On a different day while helping my husband put grain in buckets to feed each horse, he saw my husband put corn oil in the buckets and mix it. “What is that for Grandpa?” he asked. My husband always being humorous, replied “It makes the horses poop straight. This is their poop straight medicine.” The truth reason for putting oil in the horse feed was to make their hair coat shine.

The next day, while doing feeding and watering the horses with me, he asks, “Granny, how do you know if a horse is pooping straight? All I see are piles.”

I asked where he heard “poop straight”. After being informed of his and Grandpa’s conversation. I showed him how horse poop should look. A couple of the foals had really loose poop, so I showed him what poop looks like with they were starting or had a tummy ache. These foals had some digestive stress as their mothers were in foal heat, and it is common for foals to get running poop.

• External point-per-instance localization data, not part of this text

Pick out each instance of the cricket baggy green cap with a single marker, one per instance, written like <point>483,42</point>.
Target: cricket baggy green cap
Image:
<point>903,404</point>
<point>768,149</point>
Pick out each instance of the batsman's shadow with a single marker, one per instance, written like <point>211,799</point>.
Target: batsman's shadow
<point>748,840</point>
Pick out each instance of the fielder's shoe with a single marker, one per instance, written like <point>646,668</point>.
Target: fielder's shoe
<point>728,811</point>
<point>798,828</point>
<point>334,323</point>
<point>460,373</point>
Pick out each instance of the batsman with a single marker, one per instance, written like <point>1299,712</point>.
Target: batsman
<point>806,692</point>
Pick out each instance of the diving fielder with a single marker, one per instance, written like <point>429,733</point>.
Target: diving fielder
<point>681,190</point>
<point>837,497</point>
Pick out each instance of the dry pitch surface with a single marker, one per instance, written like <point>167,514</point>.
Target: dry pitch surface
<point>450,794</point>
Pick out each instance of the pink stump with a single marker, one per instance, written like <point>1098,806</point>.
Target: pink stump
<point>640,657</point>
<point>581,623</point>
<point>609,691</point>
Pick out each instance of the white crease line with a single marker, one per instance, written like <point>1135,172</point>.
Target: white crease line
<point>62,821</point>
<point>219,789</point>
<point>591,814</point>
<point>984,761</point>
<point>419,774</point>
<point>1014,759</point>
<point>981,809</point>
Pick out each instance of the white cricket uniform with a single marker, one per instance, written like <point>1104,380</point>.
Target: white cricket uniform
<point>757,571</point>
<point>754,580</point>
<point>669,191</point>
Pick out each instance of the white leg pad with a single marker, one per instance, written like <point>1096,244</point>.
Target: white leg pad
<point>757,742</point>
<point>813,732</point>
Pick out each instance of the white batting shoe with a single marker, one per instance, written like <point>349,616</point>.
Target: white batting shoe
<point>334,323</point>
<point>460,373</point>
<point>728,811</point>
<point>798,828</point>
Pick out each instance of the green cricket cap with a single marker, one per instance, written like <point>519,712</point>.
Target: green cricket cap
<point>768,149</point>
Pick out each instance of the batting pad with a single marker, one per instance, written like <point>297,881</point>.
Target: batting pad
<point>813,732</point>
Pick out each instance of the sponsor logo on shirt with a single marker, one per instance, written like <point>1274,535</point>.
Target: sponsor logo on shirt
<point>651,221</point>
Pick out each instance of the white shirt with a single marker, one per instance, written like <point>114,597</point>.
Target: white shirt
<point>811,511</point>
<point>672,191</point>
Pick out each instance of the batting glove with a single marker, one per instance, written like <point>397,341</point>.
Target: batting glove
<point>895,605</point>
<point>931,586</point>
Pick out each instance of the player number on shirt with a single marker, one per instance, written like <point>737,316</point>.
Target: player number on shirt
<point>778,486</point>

Currently, I am caring for a lamb who I purchased that does not have a mommy to nurse from. This little lamb was not doing gaining weight well with the flock. I wanted to make sure it was eating enough. When I took the lamb out of the flock, it became more stressed. The next day, the poop was runny or scours, its urine and poop were the same consistency. It is not good for a lamb to have scours, they dehydrate very quickly. I treated the lamb. Every day I check the lamb. I have started cutting the top of grass to feed the lamb. Yesterday, the lamb’s poop was not as liquidy, but still runny. A sign that things might be getting better. Today, the lamb’s poop was solid, not shaped right, but definitely not runny, a good sign.

Looking at poop tells me how the digestive system is working in the animal and if the animal is sick or not doing well.

When we go to a doctor visit, are you ever asked “How are your bowel movements?”

Poop is important for animals and humans.